According to the bank's base case, the price of global benchmark Brent crude will begin to fall from the fourth quarter of 2024 before stabilizing at $60 a barrel in 2025 as world crude inventories rise by 1.4 million barrels per day next year.

OPEC+ recently announced plans to gradually restore production by 2.5 million bpd from October 2024 to September 2025. Even if OPEC+ completely scrapped that plan, the market would still be in a surplus of 900,000 bpd, Citi analysts said in a report on Wednesday.

That's because global oil production, driven by North America, Brazil and Guyana, grows at a steady 1.8 million barrels per day in 2025, far outstripping slower demand growth of 900,000 barrels per day. "The slower demand growth reflects improved energy efficiency and the increase in electric vehicles," Citi analysts said. "It seems difficult for OPEC+ to keep prices high while returning their spare capacity to the market without disrupting supply."

According to Citi's base case, the specific time point for OPEC+ to restore production capacity will be delayed until mid-2025. If the group sticks to its announced plan, the oil market will have a surplus of 2.6 million barrels or more. In the bank's most pessimistic scenario, Brent crude oil prices could fall below $50 a barrel by the end of next year.

Citigroup pointed out that due to geopolitical conflicts and oversupply, Brent crude oil futures prices are expected to remain at $82 in the third quarter, and then start to decline, and will be under further pressure next year. Citigroup recommends that investors hedge the downside risks of oil prices and regard any short-term price increases as opportunities to establish bearish positions.

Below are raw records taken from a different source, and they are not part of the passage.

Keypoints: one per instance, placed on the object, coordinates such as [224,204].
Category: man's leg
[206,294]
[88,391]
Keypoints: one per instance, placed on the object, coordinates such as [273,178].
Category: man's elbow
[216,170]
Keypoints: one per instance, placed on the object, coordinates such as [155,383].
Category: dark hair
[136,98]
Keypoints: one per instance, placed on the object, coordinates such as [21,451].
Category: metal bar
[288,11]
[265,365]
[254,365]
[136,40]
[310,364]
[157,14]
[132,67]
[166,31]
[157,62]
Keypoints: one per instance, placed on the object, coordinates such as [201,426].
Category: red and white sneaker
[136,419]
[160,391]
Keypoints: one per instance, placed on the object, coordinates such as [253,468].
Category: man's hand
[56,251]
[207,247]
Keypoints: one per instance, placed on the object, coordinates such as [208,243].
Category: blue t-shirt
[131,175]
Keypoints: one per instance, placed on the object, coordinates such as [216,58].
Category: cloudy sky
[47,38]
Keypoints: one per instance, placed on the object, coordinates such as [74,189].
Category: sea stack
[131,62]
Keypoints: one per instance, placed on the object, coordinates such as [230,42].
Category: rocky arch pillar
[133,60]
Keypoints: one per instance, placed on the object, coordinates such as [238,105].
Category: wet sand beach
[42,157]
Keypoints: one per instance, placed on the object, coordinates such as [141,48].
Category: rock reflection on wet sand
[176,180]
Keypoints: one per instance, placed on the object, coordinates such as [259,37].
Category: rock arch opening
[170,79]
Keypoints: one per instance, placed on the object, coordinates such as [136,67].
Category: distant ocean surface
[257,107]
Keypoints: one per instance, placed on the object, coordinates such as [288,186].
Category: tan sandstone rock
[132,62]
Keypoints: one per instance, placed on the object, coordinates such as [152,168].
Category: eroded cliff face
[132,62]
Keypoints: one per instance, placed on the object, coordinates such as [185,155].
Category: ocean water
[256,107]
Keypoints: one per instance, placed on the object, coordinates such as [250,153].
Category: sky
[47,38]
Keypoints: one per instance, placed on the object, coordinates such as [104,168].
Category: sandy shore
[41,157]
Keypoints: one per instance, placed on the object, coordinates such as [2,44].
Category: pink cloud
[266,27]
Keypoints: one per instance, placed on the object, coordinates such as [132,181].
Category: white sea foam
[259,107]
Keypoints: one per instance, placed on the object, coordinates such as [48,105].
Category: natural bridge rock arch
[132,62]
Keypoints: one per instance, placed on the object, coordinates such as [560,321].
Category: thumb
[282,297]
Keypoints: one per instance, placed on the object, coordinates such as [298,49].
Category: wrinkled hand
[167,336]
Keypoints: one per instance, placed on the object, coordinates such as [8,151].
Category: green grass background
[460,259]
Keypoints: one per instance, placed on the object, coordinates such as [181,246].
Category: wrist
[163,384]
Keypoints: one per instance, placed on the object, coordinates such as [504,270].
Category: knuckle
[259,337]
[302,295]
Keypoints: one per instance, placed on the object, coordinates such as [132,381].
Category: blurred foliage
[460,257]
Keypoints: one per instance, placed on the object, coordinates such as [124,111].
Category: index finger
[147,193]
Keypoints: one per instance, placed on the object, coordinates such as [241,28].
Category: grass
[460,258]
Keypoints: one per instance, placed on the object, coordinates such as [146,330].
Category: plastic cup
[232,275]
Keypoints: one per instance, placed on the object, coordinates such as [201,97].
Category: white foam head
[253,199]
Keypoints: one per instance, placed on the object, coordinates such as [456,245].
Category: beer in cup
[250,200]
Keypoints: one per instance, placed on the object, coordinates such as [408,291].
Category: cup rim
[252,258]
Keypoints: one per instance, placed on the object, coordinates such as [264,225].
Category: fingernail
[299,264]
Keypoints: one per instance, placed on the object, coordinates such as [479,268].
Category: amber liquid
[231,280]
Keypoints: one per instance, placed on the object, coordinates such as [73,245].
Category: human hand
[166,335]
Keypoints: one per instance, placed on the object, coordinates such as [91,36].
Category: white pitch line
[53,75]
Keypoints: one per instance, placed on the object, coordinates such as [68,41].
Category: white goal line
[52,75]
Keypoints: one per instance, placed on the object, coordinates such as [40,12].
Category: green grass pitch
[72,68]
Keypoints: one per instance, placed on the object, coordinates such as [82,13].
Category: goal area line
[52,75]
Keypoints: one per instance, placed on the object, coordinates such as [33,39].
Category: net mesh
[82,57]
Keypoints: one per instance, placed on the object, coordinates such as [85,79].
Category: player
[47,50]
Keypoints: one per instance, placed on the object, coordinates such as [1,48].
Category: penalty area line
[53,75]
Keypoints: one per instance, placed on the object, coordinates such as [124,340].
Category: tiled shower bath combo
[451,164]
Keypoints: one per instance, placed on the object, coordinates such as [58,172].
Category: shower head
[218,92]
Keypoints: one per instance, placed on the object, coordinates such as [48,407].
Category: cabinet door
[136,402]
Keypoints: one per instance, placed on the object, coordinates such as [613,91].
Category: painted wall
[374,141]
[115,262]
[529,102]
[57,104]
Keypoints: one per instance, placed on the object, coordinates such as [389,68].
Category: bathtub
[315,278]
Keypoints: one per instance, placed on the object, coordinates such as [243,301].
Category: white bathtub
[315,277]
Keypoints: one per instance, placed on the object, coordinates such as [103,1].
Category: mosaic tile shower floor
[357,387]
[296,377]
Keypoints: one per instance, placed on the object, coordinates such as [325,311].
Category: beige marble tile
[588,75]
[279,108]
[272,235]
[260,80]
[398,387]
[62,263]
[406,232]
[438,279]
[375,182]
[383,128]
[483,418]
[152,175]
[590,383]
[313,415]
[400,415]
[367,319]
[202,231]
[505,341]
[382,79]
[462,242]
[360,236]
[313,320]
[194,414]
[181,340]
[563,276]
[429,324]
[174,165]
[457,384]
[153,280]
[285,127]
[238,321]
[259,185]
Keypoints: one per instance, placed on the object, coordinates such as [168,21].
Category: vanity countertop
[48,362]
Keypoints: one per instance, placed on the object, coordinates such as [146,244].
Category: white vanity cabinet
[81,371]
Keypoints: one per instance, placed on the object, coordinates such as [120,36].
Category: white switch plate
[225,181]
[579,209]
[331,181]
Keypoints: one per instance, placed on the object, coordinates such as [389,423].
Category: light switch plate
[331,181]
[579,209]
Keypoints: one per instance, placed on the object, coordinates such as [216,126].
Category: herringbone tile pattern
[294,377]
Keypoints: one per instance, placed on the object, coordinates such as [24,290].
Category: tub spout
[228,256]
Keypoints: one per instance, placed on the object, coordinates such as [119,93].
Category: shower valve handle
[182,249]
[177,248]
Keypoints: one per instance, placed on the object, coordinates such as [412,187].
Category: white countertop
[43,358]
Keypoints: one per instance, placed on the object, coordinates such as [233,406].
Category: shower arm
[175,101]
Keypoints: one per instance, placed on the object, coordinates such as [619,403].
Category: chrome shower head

It's not just Citigroup that sees trouble ahead. Deutsche Bank analyst Michael Hsueh said OPEC+'s production increase plan will cast a bearish shadow over the next two years. "The market can absorb close to an additional 2.5 million barrels per day of oil? That's incredible," Hsueh said.

Deutsche Bank expects Brent to fall below $60 a barrel if OPEC+ fully implements its plan. However, the bank expects OPEC+ to increase production more modestly, with Brent falling to $75 a barrel by the end of 2025.

TD Securities also said that if OPEC+ continues to increase production, "oil market fundamentals may quickly begin to deteriorate" in 2025.

On Wednesday, the IEA also warned that by 2030, the world will be awash in oil, with production capacity exceeding demand forecasts by 8 million barrels per day. This would lead to levels of spare capacity only seen during the worst of the coronavirus pandemic, according to the IEA, and have major implications for OPEC members and the U.S. shale industry.